Permutation and combination Number of Bits Problem

Question

how many bit strings of length eight either start with a '1' bit or end with the two bits '00'? I got the answer 128 by using the "exclusive or" approach i.e. for bit strings starting with '1': There is one way to choose the first bit, 2^5 ways to choose the succeeding 5 bits and 3 ways to choose the last 2 bits= 3*2^5 and for bits ending with '00': There is one way to choose the first and last two bits and 2^5 ways to choose the remaining bits= 2^5 Therefore answer will be= 3*2^5+2^5=128.

Answer 1

Recall that $$n(A\cup B)=n(A)+n(B)-n(A\cap B)$$ where $A$ is the set of $8$ length bit strings starting with $1,B$ is the set of $8$ length bit strings ending in $00$.

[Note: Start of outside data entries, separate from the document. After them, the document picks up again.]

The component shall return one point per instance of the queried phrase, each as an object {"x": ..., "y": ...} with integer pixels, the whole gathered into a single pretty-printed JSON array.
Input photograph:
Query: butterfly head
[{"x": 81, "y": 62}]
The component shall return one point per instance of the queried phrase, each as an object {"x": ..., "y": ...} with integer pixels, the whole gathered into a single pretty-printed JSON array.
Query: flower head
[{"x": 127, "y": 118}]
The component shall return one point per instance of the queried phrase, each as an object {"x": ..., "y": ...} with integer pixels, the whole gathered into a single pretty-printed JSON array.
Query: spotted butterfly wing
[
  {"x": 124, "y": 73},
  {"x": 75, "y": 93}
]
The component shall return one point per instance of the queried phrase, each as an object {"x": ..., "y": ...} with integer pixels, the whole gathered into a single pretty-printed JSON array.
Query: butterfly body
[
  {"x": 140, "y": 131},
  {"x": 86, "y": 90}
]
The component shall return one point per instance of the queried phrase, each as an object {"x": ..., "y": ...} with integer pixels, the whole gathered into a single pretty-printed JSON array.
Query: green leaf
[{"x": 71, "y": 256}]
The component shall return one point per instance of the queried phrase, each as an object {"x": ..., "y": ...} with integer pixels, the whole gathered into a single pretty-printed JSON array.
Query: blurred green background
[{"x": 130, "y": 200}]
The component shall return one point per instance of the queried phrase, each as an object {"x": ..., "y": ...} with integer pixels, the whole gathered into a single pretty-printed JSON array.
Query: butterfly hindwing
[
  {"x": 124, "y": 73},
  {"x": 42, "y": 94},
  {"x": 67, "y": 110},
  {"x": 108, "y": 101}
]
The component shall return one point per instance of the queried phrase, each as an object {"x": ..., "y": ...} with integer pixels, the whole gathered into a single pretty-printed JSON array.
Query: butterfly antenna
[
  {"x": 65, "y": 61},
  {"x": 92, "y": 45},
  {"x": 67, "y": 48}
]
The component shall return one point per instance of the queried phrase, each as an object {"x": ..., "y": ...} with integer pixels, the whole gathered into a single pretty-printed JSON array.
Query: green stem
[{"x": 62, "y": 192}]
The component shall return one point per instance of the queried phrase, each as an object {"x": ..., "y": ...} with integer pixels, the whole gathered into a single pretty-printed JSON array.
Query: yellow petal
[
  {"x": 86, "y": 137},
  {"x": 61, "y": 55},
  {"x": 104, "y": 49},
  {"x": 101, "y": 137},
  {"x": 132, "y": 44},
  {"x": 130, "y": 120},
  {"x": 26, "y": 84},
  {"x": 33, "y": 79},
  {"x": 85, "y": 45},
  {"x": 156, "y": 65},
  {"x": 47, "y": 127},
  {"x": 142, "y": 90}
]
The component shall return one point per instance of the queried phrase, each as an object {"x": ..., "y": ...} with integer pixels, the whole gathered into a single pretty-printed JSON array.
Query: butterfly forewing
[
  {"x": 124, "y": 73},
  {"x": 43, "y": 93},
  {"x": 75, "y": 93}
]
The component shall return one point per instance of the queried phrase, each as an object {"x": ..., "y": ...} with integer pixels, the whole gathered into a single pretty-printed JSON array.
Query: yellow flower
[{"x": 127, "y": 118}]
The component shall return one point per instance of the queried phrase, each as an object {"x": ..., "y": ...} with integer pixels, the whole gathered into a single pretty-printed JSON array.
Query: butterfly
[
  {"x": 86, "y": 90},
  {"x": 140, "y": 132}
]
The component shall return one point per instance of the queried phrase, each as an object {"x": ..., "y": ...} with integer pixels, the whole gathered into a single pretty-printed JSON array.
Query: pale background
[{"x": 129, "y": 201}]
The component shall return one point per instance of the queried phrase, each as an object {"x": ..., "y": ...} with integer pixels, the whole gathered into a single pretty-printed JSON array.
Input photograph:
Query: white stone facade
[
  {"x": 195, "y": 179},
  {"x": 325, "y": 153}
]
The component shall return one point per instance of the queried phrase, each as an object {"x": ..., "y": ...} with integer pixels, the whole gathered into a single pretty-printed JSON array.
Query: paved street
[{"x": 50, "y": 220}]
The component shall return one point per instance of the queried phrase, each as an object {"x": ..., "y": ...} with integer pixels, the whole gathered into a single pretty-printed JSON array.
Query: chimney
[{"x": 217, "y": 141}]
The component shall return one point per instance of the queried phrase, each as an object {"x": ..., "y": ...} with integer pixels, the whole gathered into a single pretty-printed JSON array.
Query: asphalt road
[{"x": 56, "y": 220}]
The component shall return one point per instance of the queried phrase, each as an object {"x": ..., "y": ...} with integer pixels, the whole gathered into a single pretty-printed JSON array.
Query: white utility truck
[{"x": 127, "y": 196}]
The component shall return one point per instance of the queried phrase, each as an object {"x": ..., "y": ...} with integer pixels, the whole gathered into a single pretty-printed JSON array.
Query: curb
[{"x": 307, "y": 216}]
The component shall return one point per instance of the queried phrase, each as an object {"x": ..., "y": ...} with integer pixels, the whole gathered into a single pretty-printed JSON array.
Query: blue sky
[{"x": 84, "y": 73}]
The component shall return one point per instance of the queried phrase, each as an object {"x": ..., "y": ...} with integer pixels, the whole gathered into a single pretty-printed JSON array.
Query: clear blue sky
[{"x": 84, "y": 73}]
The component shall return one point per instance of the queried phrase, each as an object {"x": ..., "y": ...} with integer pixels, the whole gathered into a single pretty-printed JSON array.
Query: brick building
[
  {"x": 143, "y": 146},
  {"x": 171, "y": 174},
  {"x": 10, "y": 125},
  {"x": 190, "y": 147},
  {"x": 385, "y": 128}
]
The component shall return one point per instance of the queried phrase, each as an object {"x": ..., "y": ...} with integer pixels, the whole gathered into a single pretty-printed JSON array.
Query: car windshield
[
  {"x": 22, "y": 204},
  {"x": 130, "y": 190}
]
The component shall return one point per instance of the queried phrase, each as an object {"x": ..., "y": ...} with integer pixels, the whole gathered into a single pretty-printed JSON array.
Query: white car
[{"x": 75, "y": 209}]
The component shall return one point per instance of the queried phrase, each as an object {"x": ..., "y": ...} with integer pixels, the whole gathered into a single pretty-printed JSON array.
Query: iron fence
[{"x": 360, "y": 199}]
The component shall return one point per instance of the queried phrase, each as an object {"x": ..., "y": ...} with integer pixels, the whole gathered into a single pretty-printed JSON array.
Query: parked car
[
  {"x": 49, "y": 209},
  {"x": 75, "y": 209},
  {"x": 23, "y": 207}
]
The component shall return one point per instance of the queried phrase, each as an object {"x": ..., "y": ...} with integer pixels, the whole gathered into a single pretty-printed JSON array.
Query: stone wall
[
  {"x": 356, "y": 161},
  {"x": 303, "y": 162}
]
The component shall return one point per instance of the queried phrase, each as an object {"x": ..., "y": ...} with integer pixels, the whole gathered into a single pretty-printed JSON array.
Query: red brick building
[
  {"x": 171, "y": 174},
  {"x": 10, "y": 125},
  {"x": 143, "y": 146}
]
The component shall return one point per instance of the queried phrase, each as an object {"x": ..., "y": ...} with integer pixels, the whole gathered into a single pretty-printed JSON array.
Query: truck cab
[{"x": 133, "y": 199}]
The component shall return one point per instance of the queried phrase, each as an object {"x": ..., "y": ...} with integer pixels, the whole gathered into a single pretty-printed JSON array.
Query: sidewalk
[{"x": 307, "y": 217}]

$n(A)=2^7$, because the remaining last $7$ bits can be $0,1$.

$n(B)=2^6$, because the remaining first $4$ bits can be $0,1$.

$n(A\cap B)$ is the number of $8$ length bit strings which both start with $1$ and end in $00$. Thus, there are $5$ bits which we can vary, resulting in $n(A\cap B)=2^5$.

The required answer is $2^7+2^6-2^5=128+64-32=160$.